Dr. André Peixoto ainda explica que existem algumas teorias para tentar definir o que pode causar um câncer de mama. “O câncer como doença é uma alteração da célula normal, então qualquer câncer surge numa célula normal e dá origem a uma célula anormal que vai se ploliferar rapidamente. O gatilho para essa transformação acontecer é que não temos muito definido, em alguns tipos de doença temos o conhecimento do gatilho, ou seja, o que faz aquela célula se transformar em uma célula cancerígena ou neoplásica. Com relação ao câncer de mama, nós médicos temos uma ideia do que pode levar uma mulher a ter essa célula anormal”, ressalta.
Dentre os fatores que podem gerar um câncer de mama estão: fatores genéticos ou hereditários, reprodutivos ou hormonais e os fatores ambientais ou comportamentais.

De acordo com o oncologista clínico André Peixoto, no câncer hereditário existe uma mutação genética que é passada para as gerações subsequentes e a paciente pode desenvolver, mas essa é uma parcela muito pequena da população, ou seja, uma parcela pequena das mulheres vão desencadear um câncer somente porque tem uma alteração genética. “Já os fatores externos e ambientais estão relacionados com o estilo de vida e com algumas alterações como obesidade, falta de exercícios físicos (sedentarismo), o uso de bebida alcoólica, o tabagismo, e esses fatores comportamentais ou ambientais estão diretamente relacionados com a formação de outros tumores não só o tumor de mama”.
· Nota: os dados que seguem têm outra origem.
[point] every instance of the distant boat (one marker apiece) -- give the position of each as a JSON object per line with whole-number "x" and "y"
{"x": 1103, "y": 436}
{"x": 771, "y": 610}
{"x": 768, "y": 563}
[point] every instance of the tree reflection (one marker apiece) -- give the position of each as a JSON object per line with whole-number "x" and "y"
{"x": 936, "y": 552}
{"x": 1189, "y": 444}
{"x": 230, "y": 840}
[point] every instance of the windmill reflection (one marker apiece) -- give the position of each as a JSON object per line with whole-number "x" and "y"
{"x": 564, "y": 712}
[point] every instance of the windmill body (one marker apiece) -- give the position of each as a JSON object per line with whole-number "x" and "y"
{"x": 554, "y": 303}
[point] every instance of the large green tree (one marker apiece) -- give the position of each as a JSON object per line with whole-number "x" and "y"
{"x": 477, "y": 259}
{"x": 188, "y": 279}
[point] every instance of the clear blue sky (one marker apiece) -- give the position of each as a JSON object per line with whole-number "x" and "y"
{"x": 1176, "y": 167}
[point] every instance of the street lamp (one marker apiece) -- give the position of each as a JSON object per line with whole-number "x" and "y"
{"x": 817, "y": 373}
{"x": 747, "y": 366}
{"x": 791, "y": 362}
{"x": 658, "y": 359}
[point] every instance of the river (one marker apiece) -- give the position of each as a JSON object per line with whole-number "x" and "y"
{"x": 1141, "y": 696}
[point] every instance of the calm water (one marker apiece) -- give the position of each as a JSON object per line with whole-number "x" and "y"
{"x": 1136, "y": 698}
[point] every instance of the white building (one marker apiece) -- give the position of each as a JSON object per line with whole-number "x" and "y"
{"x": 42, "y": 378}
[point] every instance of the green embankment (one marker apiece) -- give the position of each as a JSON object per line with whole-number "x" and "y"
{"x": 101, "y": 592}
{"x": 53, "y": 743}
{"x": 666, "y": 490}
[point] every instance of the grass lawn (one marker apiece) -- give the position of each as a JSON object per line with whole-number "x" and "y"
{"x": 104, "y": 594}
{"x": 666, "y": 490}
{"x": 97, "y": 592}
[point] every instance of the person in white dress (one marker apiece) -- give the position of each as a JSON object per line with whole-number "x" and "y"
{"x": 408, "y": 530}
Também existem os fatores relacionados com a história reprodutiva e hormonal da paciente, que pode desencadear um grande risco de câncer de mama. “As mulheres que têm uma exposição ou um estímulo hormonal por um tempo mais prolongado podem desenvolver câncer de mama com mais facilidade, como por exemplo, aquelas que começaram a mestruar muito cedo e pararam de mestruar muito tarde. Outro fator de risco é aquela mulher que não teve filhos ou que não amamentou, pois a gente sabe que a amamentação é uma proteção da mãe também, que está relacionada com a estimulação hormonal. E por último, o uso de anticoncepcionais ou alguma terapia de reposição hormonal, pois o excesso de algum hormônio, seja ele no anticoncepcional ou na terapia de reposição na menopausa, também pode está associado com o câncer de mama”, esclarece.